X A R B E T

Yo soy yo, y comparto circunstancias

CLODOMIRO FERNANDEZ (El Club de los Jueves)

Cuando se murió el vecino que ocupaba el primero primera, aquella puerta del rellano, situada enfrente de la suya, empezó a cobrar vida. De estar siempre cerrada, empezó a tener movimiento constante. Al parecer, el piso, lo había alquilado la propietaria del bar de alterne de la esquina, y lo usaban como punto de cita y de encuentro.

El movimiento empezaba a partir de las diez de la noche, y él, se levantaba y se ponía a fisgar detrás de la mirilla de la puerta. Normalmente primero subía ella, y a pocos pasos el cliente, llamaban a la puerta y esperaban un rato hasta que les abrían y entraban los dos. Al cabo de unos quince minutos, se veía la salida del cliente, con paso apresurado, y poco después, la prostituta, con el mismo paso tranquilo con el que había entrado.

Situarse detrás de la puerta al oír la puerta de la calle que se abría, fue pronto una costumbre. Desde que se había muerto su madre, se encontraba muy solo y aburrido, pero no estaba obligado a usar el aparato antimastubador. con el que habia estado durmiendo desde los doce años.

Aquello le producía una especial sensación de libertad, por eso se acostaba a a las ocho, después de cenar, sabiendo que tendría un par de horas de sueño antes de empezar su jornada de vigilante mirillero.

Su madre siempre le había advertido de las pelanduscas que iban por ahí, propagando enfermedades mortales que hacían que la carne se fuera cayendo a pedazos, y él siempre se habia sentido muy cohibido delante de las mujeres. De hecho, prefería mirarlas de lejos, observarlas, pensando en que quizás algún día encontraría a su compañera perfecta.
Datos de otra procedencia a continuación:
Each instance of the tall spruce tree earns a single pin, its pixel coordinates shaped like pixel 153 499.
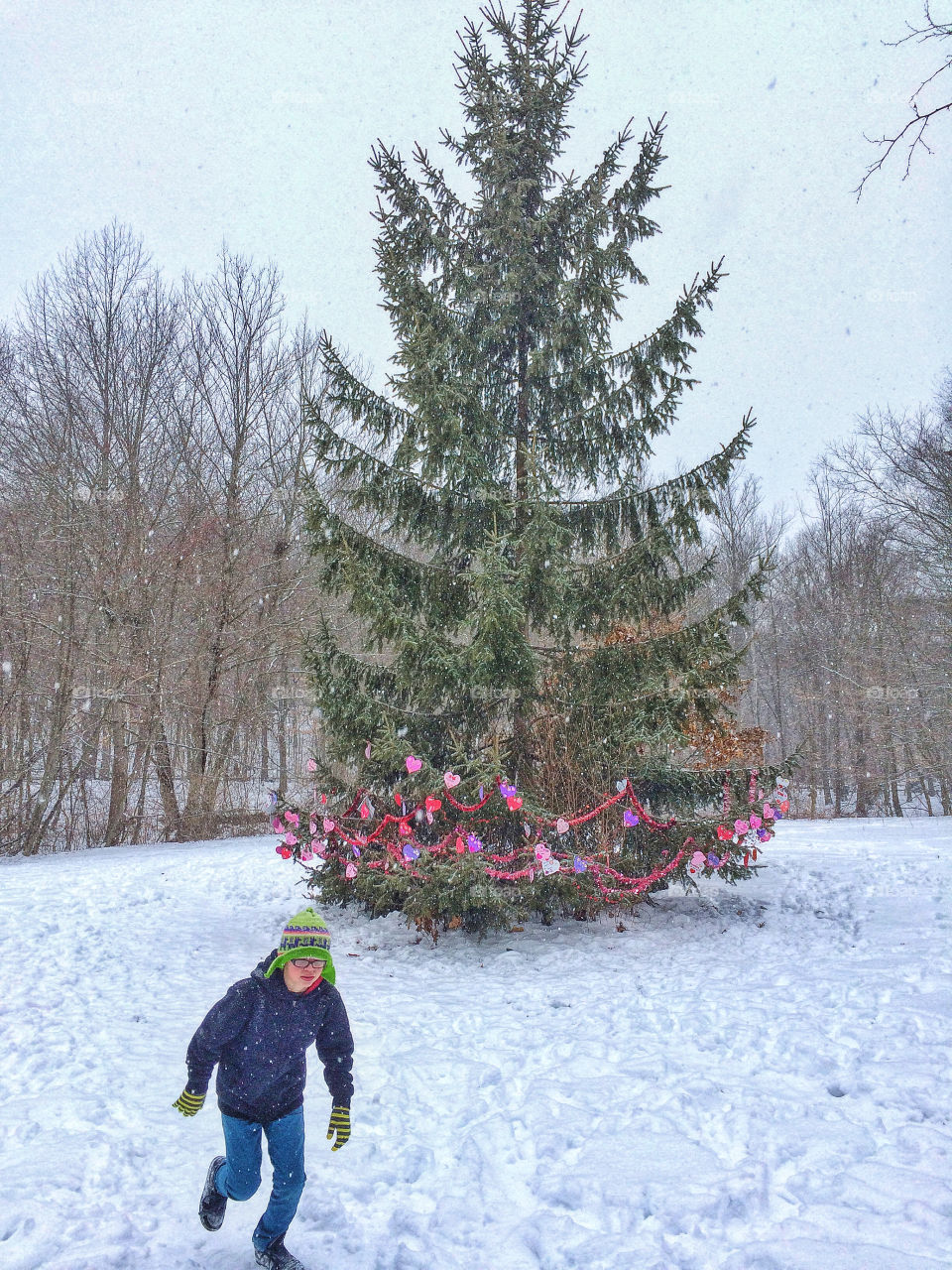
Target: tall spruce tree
pixel 530 606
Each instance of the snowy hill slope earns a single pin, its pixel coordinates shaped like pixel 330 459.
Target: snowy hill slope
pixel 756 1080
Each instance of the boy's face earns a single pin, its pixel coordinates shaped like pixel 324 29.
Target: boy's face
pixel 301 978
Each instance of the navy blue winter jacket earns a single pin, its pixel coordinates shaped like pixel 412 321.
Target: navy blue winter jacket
pixel 258 1034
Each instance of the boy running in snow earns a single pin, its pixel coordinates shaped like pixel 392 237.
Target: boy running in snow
pixel 258 1034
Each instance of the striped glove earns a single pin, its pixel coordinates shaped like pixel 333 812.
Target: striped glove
pixel 189 1103
pixel 339 1124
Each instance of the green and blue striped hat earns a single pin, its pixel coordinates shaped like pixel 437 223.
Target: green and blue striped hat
pixel 304 935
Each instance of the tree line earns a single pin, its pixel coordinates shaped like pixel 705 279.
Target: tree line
pixel 157 592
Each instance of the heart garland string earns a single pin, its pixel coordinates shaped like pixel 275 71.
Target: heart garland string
pixel 546 858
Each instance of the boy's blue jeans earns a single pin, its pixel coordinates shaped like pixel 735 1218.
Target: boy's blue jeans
pixel 240 1176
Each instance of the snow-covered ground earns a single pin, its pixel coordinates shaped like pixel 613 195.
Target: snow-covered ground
pixel 760 1079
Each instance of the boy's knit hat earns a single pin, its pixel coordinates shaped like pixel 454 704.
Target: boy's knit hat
pixel 304 935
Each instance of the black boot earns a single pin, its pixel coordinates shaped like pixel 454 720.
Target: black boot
pixel 276 1256
pixel 211 1206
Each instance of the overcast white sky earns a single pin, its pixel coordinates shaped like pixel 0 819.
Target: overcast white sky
pixel 252 122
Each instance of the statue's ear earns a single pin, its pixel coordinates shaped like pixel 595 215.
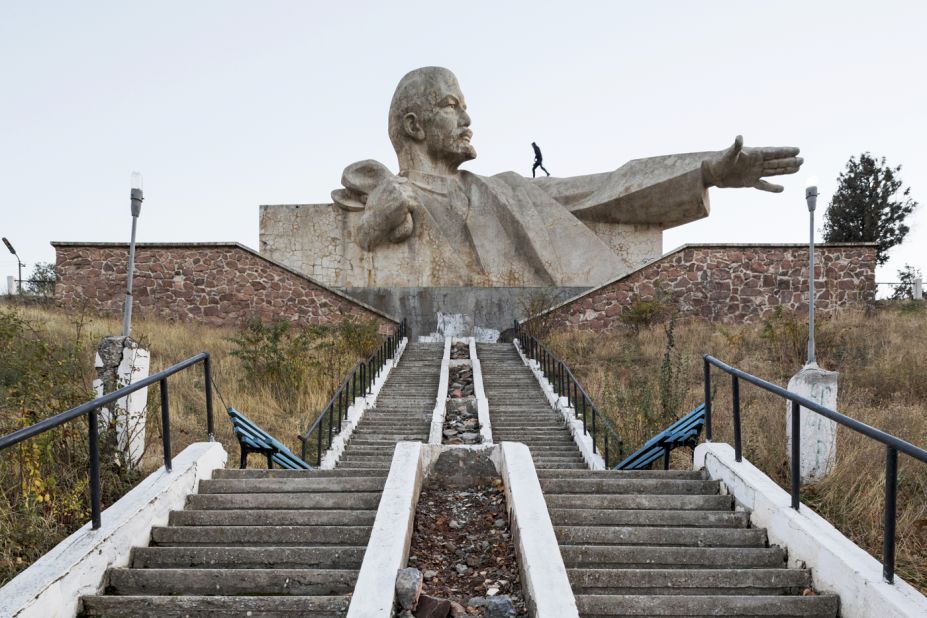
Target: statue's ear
pixel 412 127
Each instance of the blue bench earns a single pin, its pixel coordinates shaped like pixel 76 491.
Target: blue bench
pixel 683 432
pixel 253 439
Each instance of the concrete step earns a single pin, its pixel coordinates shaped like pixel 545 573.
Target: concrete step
pixel 197 606
pixel 276 473
pixel 624 474
pixel 689 581
pixel 637 501
pixel 327 501
pixel 313 557
pixel 604 606
pixel 660 536
pixel 258 536
pixel 609 517
pixel 629 486
pixel 273 518
pixel 653 557
pixel 293 485
pixel 223 582
pixel 353 465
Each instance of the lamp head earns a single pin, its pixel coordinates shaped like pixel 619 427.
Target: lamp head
pixel 811 193
pixel 135 181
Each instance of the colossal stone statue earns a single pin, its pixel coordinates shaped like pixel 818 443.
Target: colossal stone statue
pixel 434 225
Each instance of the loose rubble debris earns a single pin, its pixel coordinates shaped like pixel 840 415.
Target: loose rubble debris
pixel 460 382
pixel 463 548
pixel 461 425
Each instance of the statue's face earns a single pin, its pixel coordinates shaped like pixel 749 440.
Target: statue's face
pixel 447 127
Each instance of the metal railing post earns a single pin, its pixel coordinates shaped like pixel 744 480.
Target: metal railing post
pixel 708 435
pixel 93 436
pixel 891 491
pixel 165 425
pixel 207 380
pixel 796 455
pixel 735 398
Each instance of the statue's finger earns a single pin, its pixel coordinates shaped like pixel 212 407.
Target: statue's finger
pixel 738 143
pixel 762 185
pixel 778 152
pixel 789 162
pixel 779 171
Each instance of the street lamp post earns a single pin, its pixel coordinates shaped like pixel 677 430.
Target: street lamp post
pixel 811 196
pixel 136 198
pixel 19 287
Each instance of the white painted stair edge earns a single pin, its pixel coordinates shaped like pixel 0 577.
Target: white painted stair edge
pixel 583 440
pixel 53 584
pixel 837 564
pixel 356 411
pixel 545 583
pixel 479 392
pixel 435 434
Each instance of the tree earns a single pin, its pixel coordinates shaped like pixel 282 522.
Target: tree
pixel 869 205
pixel 905 289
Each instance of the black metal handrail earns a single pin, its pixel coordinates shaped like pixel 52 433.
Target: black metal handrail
pixel 566 385
pixel 893 445
pixel 359 380
pixel 92 408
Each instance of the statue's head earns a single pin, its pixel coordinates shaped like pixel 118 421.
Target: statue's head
pixel 428 122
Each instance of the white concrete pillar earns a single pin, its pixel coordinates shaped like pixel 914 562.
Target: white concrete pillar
pixel 120 362
pixel 818 435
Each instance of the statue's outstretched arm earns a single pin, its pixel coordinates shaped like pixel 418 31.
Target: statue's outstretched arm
pixel 669 190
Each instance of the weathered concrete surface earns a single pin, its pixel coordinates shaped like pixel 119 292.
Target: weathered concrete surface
pixel 837 564
pixel 484 312
pixel 120 361
pixel 817 434
pixel 434 225
pixel 547 586
pixel 53 585
pixel 388 547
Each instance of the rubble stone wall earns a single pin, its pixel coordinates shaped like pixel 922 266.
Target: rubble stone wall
pixel 220 284
pixel 730 284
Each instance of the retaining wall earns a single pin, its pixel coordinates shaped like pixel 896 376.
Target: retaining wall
pixel 729 284
pixel 223 284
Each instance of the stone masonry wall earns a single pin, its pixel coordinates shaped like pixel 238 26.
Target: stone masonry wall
pixel 218 284
pixel 730 284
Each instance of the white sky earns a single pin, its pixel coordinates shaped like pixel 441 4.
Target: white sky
pixel 225 105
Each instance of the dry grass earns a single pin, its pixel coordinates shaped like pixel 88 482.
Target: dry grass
pixel 170 343
pixel 30 526
pixel 881 359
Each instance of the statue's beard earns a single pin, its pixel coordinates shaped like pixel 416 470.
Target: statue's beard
pixel 454 149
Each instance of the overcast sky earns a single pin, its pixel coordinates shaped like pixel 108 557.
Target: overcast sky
pixel 226 105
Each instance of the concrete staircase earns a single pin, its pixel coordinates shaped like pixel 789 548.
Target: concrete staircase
pixel 252 542
pixel 277 542
pixel 519 411
pixel 645 543
pixel 403 409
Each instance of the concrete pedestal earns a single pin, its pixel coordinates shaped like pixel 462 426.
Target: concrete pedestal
pixel 120 362
pixel 818 439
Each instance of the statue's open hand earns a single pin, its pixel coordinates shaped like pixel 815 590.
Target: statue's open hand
pixel 745 167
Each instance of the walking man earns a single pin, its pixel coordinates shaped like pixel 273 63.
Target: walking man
pixel 538 160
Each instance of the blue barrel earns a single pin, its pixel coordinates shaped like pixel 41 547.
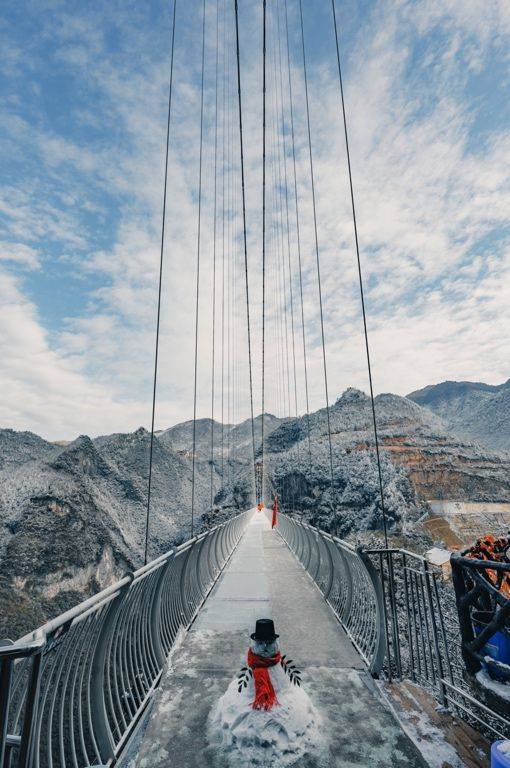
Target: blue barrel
pixel 498 759
pixel 497 647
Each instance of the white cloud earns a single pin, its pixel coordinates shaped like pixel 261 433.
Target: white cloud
pixel 437 297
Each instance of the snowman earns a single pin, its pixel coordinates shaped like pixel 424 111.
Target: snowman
pixel 264 718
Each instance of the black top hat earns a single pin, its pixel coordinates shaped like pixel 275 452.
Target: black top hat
pixel 264 630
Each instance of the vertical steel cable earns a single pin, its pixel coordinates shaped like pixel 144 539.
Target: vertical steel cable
pixel 223 264
pixel 279 215
pixel 214 243
pixel 298 235
pixel 264 16
pixel 199 233
pixel 316 243
pixel 245 239
pixel 163 218
pixel 360 276
pixel 287 209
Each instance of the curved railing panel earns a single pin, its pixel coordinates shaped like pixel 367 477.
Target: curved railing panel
pixel 348 582
pixel 72 691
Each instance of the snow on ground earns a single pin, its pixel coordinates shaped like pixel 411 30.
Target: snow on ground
pixel 501 689
pixel 427 737
pixel 279 738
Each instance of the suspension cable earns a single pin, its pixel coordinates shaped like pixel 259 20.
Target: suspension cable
pixel 199 233
pixel 223 214
pixel 264 24
pixel 214 246
pixel 160 281
pixel 287 208
pixel 360 276
pixel 298 235
pixel 245 243
pixel 316 243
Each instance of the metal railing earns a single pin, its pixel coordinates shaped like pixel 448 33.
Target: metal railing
pixel 400 615
pixel 72 692
pixel 481 603
pixel 348 581
pixel 424 639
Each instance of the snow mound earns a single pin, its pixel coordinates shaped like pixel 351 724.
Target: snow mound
pixel 242 736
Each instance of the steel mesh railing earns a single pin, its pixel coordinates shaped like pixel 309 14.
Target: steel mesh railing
pixel 348 582
pixel 424 638
pixel 400 615
pixel 72 691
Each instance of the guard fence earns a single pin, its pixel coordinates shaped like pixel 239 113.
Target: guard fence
pixel 401 616
pixel 72 692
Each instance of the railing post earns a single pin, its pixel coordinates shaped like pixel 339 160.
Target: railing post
pixel 31 713
pixel 5 698
pixel 101 726
pixel 377 662
pixel 331 578
pixel 346 608
pixel 155 615
pixel 442 691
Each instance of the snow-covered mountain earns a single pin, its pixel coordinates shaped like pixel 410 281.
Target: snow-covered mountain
pixel 472 410
pixel 72 517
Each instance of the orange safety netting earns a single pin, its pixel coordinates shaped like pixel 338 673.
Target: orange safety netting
pixel 496 550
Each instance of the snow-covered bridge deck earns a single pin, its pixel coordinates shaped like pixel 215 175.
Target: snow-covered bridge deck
pixel 263 579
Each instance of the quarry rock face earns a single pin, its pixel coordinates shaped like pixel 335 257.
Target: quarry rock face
pixel 72 516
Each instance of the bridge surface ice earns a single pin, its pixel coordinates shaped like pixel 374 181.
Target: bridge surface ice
pixel 264 580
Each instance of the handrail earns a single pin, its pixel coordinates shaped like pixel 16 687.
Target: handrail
pixel 402 617
pixel 349 583
pixel 72 691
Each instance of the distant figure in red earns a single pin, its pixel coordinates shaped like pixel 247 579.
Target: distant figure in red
pixel 275 512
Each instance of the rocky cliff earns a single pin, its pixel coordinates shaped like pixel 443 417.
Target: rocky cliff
pixel 72 517
pixel 472 410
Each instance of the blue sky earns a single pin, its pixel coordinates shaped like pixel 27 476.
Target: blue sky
pixel 83 89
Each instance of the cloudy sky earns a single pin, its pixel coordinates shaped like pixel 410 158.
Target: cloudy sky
pixel 82 125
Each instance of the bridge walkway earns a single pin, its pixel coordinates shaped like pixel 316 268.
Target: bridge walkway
pixel 263 579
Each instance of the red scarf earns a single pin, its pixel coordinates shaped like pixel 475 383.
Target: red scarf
pixel 265 696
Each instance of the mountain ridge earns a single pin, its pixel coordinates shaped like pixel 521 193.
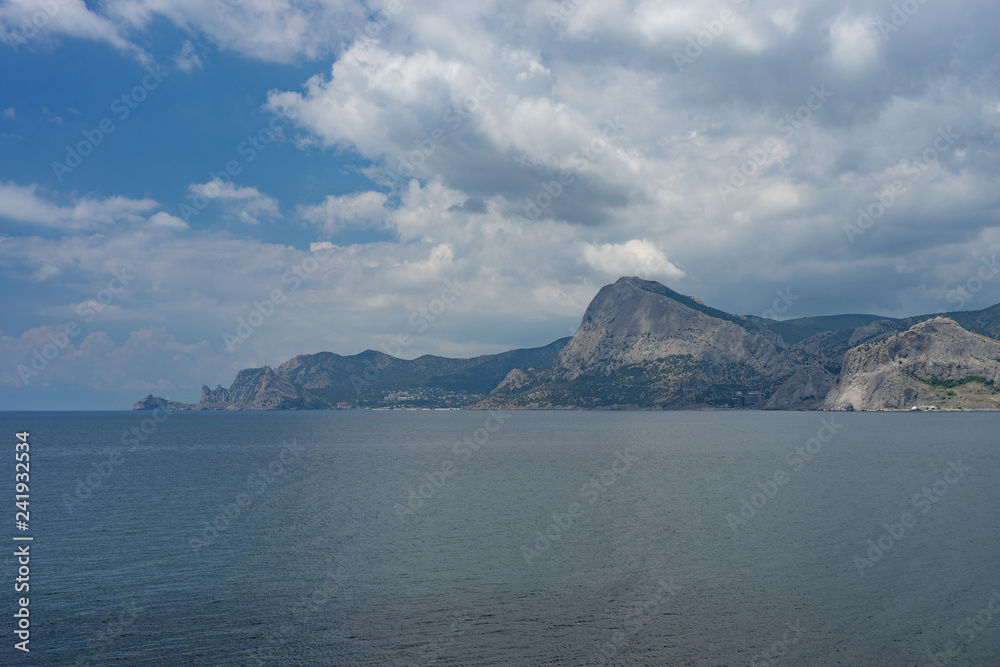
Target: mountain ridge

Ver subir a las chicas, con sus faldas cortas, y sus escotes generosos le producía especial excitación, su mano y su imaginación ponían el resto, y en aquellos momentos, se admitía paja como animal de compañía.

Si alguien lo hubiera podido ver a él, tal y como espiaba a los vecinos, habría contemplado una escena algo patética.

Estaba de pié, frente a la puerta un poco inclinado para ajustar su vista a la de la mirilla, en calzoncillos y camiseta de tirantes, con una mano apoyada en la puerta, y la otra pululando por peteneras. Y un detalle no nimio, desde que se le habían roto las zapatillas, cuando se levantaba de la cama, se calzaba unas botas de piel girada, afelpadas por dentro, eran cómodas y fáciles de poner con su cremallera lateral, y su suela de goma las hacían silenciosas y discretas.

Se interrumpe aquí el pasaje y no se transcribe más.